E eu sonhei por tanto tempo subir nas porteiras e árvores de manga e poder comer nuvens rosadas e doces.
Mas então descobri que todas estavam distantes demais, e eram brancas ou negras, e não eram de algodão, e não poderiam ser comidas.
Desisti de comer nuvens.
Um dia me disseram que eu poderia voar se esse fosse meu desejo.
E eu sonhei poder atravessar a cidade quando a noite lhe banha de estrelas e luzes, e bailar com brisas e zéfiros.
Mas então eu descobri que por nada eu conseguia levantar um centímetro do chão, e descobri que as madrugadas são perigosas e que se deve trancar todas as noites portas e janelas.
Desisti de voar.
Um dia me disseram que uma oração muda qualquer coisa.
E por entre lágrimas derramas pela dor de uma fé que queimava tanto, andei pelos cômodos implorando por um sinal, um som, um toque.
Mas então percebi que as guerras a meu redor não estavam cessando e que a única solução era correr.
Desisti de orar.
Um dia me foi dito que a coisa mais maravilhosa do universo era a imaginação.
E eu construí mais mundos e jardins que se possa somar. Eu corri ao lado de tantos seres encantados, eu cavalguei por tantos reinos, eu conjurei tantas magias.
Mas então descobri que nada era real (mesmo parecendo tanto!).
Descobri que em algum momento tudo isso deve ficar para trás, ou o mundo não te aceita de volta, ou o mundo te repele.
Desisti de imaginar.
Um dia me foi dito que é necessário ter heróis.
E eu amei tanto os que encontrei! Eles, tão distantes e perfeitos, olhavam com tanto carinho para mim! Os busquei a cada instante e fiz de mim uma parte deles. Eles me salvaram... eles me salvaram.
Mas então fui olhado com olhos estranhos, como se eu estivesse agarrado a uma estátua de gesso morta, enquanto apenas eu via ao redor do meu corpo centelhas de Deus sorrindo.
Desisti dos que me salvaram.
Um dia me foi dito que tenho uma vida toda para me encontrar, que nunca é tarde demais.
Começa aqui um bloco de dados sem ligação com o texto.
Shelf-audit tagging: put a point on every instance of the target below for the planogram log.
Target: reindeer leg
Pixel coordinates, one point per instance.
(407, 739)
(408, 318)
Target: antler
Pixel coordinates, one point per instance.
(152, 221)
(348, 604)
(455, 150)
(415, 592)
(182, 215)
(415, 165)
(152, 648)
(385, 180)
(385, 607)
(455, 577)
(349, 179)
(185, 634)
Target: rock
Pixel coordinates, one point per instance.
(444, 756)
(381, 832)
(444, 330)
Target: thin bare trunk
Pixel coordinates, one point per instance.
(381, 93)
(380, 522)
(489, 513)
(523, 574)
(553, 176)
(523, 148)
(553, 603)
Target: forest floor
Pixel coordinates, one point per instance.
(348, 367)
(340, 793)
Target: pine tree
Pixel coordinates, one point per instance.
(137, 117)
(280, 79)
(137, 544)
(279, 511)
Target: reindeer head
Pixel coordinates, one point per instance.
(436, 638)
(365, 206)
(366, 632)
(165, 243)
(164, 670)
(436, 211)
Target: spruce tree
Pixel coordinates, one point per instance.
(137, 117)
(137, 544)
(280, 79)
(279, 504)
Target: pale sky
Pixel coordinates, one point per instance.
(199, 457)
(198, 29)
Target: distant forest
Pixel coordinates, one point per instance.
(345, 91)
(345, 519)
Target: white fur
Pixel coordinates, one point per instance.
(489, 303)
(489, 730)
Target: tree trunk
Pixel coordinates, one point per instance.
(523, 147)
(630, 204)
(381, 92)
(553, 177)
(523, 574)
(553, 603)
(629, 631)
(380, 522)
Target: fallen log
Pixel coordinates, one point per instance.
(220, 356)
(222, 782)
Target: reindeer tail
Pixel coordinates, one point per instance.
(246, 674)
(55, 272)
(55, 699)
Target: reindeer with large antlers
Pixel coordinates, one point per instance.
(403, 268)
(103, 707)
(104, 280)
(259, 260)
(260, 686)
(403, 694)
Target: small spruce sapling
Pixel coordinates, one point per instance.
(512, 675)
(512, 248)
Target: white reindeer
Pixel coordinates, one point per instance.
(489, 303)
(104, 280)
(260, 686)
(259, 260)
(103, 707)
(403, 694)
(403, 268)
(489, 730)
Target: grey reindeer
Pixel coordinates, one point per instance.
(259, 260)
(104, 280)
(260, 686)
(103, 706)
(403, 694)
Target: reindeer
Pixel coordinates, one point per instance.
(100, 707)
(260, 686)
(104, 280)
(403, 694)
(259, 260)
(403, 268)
Mas então descobri que não é de bom tom ter muitas dúvidas, que o tempo ruge como fera faminta. Que deve-se ser rápido, prático, produtivo e útil às pessoas.
Desisti de questionar.
Um dia me disseram que a coisa mais importante que se pode aprender é apenas amar, e em troca, amado ser...
Amar...
Amado ser...
Sinto que ainda tenho ar em meus pulmões, sangue em minhas veias, coração que pulsa no peito.
Percebo que disso ainda não desisti.
Eu ainda não desisti,
Pois ainda estou vivo.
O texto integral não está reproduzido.